Gut. Sie sollte ihn haben. Oder nichts!


20.

Auf dem weißen Haupt des Bergkönigs lag noch, eine rotglühende Krone, das letzte Sonnenlicht, indessen Europa da unten mit seinen Thälern und Höhen, seinen Städten und Ländern längst in der Nacht verschwamm. Ueber den Abendwolken, die weißdampfend seine Gletscher umzogen, blinkte der schmale Eiskamm wie ein Feuerstreifen vom Himmel, und als sei der ewige Firn da oben in Brand geraten, wehten hochaufschlagend weiße Rauchwirbel von dem stundenweit hingestreckten Grat. Das war der Firnstaub, mit dem der Südsturm spielte. Mit eisigem Hauch fegte er die losen Krystallkörner aus ihrem kalten Bett, er ließ sie als einen im Widerschein der Sonne blutrot flimmernden Dunst über die gefrorenen, glatt spiegelnden Grate und Schneiden hintanzen und stäubte sie über die jähen Schneehalden hinab zu Thal.

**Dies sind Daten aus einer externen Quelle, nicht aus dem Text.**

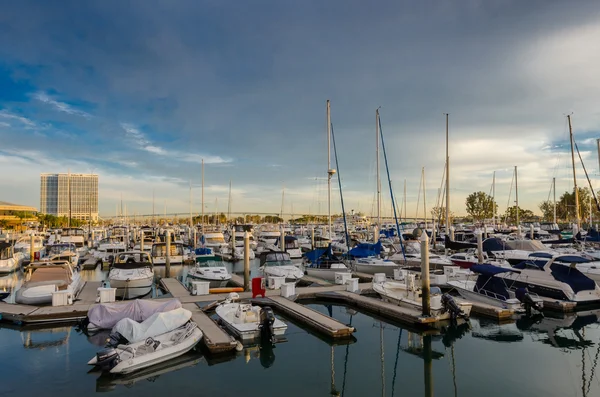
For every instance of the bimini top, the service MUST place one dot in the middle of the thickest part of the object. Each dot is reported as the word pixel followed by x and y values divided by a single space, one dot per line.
pixel 489 270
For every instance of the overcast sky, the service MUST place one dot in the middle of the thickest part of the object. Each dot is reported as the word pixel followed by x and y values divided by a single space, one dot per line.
pixel 141 91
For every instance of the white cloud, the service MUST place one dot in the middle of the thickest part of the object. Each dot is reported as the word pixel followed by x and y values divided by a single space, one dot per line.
pixel 60 106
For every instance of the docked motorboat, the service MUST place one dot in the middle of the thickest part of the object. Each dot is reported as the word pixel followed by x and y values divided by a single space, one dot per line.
pixel 322 263
pixel 9 259
pixel 213 271
pixel 204 254
pixel 408 294
pixel 105 316
pixel 159 253
pixel 132 274
pixel 279 264
pixel 492 290
pixel 44 278
pixel 248 322
pixel 159 338
pixel 552 279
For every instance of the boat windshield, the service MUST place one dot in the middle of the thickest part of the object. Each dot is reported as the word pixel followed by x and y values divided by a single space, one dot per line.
pixel 278 259
pixel 60 248
pixel 210 264
pixel 161 250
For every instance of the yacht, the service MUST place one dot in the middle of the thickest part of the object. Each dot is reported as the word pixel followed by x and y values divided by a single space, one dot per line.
pixel 408 294
pixel 134 346
pixel 279 264
pixel 159 253
pixel 322 263
pixel 9 259
pixel 44 278
pixel 249 322
pixel 492 290
pixel 131 274
pixel 552 279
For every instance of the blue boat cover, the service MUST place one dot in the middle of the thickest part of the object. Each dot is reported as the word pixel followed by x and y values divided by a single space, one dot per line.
pixel 570 275
pixel 365 250
pixel 489 270
pixel 203 251
pixel 540 255
pixel 572 259
pixel 495 244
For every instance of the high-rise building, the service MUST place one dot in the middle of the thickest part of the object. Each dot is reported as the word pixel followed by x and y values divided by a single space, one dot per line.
pixel 55 190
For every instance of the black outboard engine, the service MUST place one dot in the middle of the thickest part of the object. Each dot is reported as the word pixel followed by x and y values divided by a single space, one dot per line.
pixel 452 307
pixel 527 300
pixel 267 319
pixel 107 359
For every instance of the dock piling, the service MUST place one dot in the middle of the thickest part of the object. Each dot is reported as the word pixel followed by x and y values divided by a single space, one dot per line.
pixel 246 261
pixel 425 274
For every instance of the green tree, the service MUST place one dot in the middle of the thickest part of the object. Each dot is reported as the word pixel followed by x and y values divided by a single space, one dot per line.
pixel 524 215
pixel 480 205
pixel 547 208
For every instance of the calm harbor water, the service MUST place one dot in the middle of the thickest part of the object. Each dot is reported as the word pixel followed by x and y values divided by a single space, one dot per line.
pixel 553 356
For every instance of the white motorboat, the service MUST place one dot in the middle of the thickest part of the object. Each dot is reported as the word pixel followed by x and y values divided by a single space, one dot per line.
pixel 372 265
pixel 107 315
pixel 213 271
pixel 322 263
pixel 279 264
pixel 23 245
pixel 553 279
pixel 131 274
pixel 9 259
pixel 492 290
pixel 159 253
pixel 249 322
pixel 159 338
pixel 44 278
pixel 408 294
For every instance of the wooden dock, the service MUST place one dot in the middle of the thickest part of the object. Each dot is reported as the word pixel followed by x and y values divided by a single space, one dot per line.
pixel 214 338
pixel 315 320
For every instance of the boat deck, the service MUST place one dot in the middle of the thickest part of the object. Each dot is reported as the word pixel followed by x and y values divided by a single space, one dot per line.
pixel 307 316
pixel 214 338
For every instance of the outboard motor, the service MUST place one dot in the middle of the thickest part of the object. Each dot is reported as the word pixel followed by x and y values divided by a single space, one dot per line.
pixel 267 319
pixel 107 359
pixel 527 300
pixel 452 307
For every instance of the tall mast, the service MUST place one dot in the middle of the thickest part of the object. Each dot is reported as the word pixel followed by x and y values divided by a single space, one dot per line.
pixel 554 192
pixel 329 170
pixel 377 166
pixel 405 213
pixel 202 222
pixel 494 199
pixel 447 180
pixel 69 192
pixel 424 199
pixel 574 175
pixel 517 196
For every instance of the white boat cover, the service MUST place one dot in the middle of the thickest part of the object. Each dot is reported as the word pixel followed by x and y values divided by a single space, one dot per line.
pixel 107 315
pixel 157 324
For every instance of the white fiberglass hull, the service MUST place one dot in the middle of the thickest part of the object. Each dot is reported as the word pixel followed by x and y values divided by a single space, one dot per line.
pixel 131 362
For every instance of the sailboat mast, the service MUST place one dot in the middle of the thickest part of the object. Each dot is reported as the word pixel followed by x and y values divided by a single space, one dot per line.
pixel 517 198
pixel 494 199
pixel 574 175
pixel 202 203
pixel 554 192
pixel 329 171
pixel 424 199
pixel 447 181
pixel 377 166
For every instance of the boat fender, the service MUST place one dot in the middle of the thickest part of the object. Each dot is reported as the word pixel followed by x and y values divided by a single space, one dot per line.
pixel 452 307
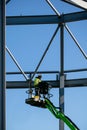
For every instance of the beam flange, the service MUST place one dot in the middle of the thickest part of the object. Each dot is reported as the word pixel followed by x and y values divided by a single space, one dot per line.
pixel 46 19
pixel 55 83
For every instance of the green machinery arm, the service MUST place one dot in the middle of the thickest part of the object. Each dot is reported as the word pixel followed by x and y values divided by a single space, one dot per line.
pixel 60 115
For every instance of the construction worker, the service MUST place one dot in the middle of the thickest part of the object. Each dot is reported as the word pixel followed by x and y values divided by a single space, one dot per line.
pixel 37 82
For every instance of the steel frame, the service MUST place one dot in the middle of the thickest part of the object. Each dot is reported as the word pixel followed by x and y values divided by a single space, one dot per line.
pixel 24 20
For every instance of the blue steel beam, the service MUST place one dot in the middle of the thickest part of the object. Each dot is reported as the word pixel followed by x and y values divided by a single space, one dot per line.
pixel 54 83
pixel 46 19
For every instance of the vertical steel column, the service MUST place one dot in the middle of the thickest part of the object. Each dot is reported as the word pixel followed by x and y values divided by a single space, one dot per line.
pixel 2 65
pixel 61 89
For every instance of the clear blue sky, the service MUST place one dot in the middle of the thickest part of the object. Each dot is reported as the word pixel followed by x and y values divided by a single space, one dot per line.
pixel 27 44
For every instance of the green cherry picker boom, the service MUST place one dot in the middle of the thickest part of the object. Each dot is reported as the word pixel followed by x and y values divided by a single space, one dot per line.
pixel 43 101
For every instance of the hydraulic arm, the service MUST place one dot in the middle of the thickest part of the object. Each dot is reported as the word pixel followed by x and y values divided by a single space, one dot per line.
pixel 60 115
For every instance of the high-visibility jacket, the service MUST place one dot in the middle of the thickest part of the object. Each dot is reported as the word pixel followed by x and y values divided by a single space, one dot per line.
pixel 36 81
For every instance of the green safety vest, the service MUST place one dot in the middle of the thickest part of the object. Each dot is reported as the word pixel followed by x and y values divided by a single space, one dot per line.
pixel 36 81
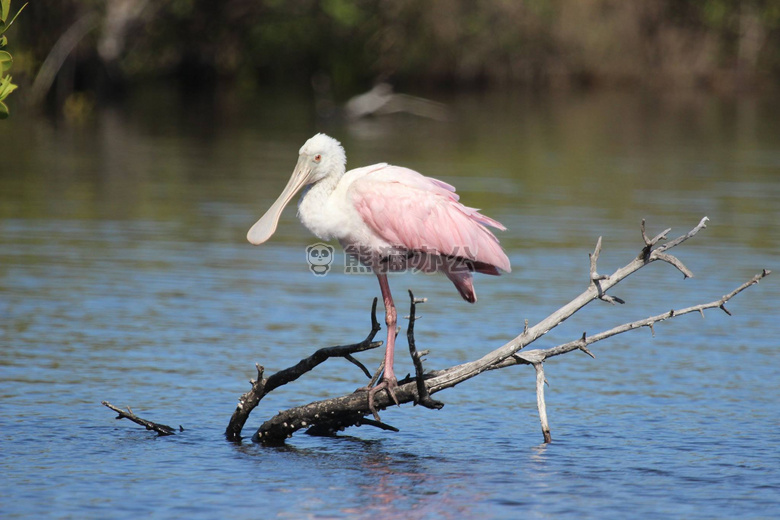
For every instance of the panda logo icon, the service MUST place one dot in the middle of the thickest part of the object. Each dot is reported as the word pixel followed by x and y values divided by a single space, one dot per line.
pixel 319 256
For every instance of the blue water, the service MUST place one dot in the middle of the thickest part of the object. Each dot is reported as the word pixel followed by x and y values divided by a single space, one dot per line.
pixel 125 276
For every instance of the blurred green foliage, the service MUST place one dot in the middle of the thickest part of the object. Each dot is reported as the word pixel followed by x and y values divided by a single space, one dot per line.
pixel 349 44
pixel 6 60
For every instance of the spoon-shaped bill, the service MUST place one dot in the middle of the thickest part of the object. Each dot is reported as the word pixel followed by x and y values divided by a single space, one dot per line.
pixel 266 226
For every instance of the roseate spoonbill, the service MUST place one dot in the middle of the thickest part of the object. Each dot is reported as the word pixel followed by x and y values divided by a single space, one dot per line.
pixel 389 218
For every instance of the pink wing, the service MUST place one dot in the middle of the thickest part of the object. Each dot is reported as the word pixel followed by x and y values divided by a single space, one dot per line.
pixel 420 213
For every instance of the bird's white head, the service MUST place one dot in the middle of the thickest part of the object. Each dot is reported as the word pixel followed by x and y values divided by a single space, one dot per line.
pixel 319 157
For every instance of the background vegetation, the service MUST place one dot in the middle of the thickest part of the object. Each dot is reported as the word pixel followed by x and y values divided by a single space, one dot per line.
pixel 345 45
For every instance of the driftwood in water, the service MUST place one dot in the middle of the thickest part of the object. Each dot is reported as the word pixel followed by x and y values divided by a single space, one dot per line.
pixel 332 415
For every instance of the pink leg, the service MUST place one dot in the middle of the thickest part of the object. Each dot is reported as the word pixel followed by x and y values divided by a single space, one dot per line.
pixel 389 382
pixel 391 321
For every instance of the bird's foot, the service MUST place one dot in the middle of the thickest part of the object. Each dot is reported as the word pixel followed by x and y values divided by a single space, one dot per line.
pixel 388 384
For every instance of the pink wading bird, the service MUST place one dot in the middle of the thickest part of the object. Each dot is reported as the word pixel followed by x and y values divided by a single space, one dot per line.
pixel 392 219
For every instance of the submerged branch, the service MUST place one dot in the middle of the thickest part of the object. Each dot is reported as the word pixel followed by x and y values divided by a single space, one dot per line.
pixel 263 386
pixel 161 429
pixel 332 415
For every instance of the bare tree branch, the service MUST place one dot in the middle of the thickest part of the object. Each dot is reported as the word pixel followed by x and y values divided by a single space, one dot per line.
pixel 161 429
pixel 262 386
pixel 348 410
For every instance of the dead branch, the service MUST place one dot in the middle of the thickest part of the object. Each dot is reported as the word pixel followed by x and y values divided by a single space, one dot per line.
pixel 332 415
pixel 262 386
pixel 161 429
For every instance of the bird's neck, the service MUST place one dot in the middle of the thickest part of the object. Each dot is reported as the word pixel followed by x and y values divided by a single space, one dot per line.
pixel 313 207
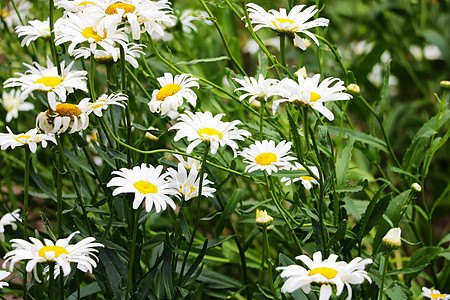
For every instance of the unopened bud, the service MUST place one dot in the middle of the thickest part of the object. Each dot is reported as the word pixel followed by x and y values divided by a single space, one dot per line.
pixel 301 72
pixel 416 187
pixel 263 220
pixel 354 88
pixel 445 84
pixel 392 239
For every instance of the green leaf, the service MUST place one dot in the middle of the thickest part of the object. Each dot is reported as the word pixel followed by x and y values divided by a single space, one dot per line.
pixel 342 163
pixel 360 137
pixel 228 211
pixel 203 60
pixel 339 234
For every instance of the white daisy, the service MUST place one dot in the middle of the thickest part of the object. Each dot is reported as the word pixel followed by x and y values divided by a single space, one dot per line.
pixel 65 116
pixel 265 156
pixel 132 51
pixel 151 15
pixel 434 294
pixel 187 185
pixel 3 275
pixel 309 92
pixel 190 163
pixel 47 80
pixel 255 88
pixel 102 103
pixel 307 181
pixel 325 273
pixel 294 22
pixel 30 138
pixel 61 253
pixel 9 14
pixel 79 28
pixel 146 183
pixel 204 127
pixel 12 102
pixel 173 90
pixel 9 219
pixel 75 6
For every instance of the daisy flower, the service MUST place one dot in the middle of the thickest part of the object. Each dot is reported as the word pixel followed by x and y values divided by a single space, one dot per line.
pixel 295 22
pixel 102 103
pixel 265 156
pixel 307 181
pixel 204 127
pixel 47 80
pixel 149 14
pixel 190 163
pixel 13 103
pixel 61 253
pixel 188 185
pixel 30 138
pixel 309 92
pixel 435 294
pixel 255 88
pixel 146 183
pixel 75 6
pixel 65 116
pixel 3 275
pixel 79 28
pixel 9 219
pixel 132 51
pixel 172 92
pixel 324 273
pixel 9 14
pixel 36 29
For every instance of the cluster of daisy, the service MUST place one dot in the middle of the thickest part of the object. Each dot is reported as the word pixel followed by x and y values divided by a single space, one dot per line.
pixel 154 188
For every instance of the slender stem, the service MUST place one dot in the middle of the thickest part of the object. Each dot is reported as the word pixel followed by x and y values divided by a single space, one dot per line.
pixel 197 213
pixel 386 262
pixel 283 49
pixel 132 252
pixel 224 41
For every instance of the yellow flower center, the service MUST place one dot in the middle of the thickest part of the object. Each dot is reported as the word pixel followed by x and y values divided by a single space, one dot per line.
pixel 283 20
pixel 191 189
pixel 49 81
pixel 67 110
pixel 112 9
pixel 57 249
pixel 85 3
pixel 209 132
pixel 145 187
pixel 168 90
pixel 97 104
pixel 23 136
pixel 314 97
pixel 265 158
pixel 326 272
pixel 89 32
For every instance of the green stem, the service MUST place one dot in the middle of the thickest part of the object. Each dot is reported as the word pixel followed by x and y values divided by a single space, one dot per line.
pixel 383 278
pixel 197 213
pixel 132 252
pixel 283 49
pixel 224 41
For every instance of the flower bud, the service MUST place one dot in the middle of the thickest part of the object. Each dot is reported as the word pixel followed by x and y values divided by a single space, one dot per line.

Wo diese knisternden und wie Nadelstiche prickelnden Eisschleier im Abendleuchten hinwehten, da verwischten sie die Spuren der Zwerge, die am Morgen dem Gebieter der Hochwelt ihren Fuß auf den Nacken gesetzt, mit scharfer Waffe Fugen in sein Frostkleid gehauen und triumphierend ihre Stahlspitzen in den weißen, zertrampelten Firn seines höchsten Gipfels eingepflanzt hatten. Ein übler Knasterdunst ging vor den Eindringlingen her durch die reine Luft, ihr schweres, beklommenes Atmen störte die Stille der Einsamkeit, und mehr noch entweihte, wenn sie keuchend das Ziel erreicht, ihr lärmendes Gelächter, ihr aufgeregter Wortwechsel das heilige Schweigen der Höhen.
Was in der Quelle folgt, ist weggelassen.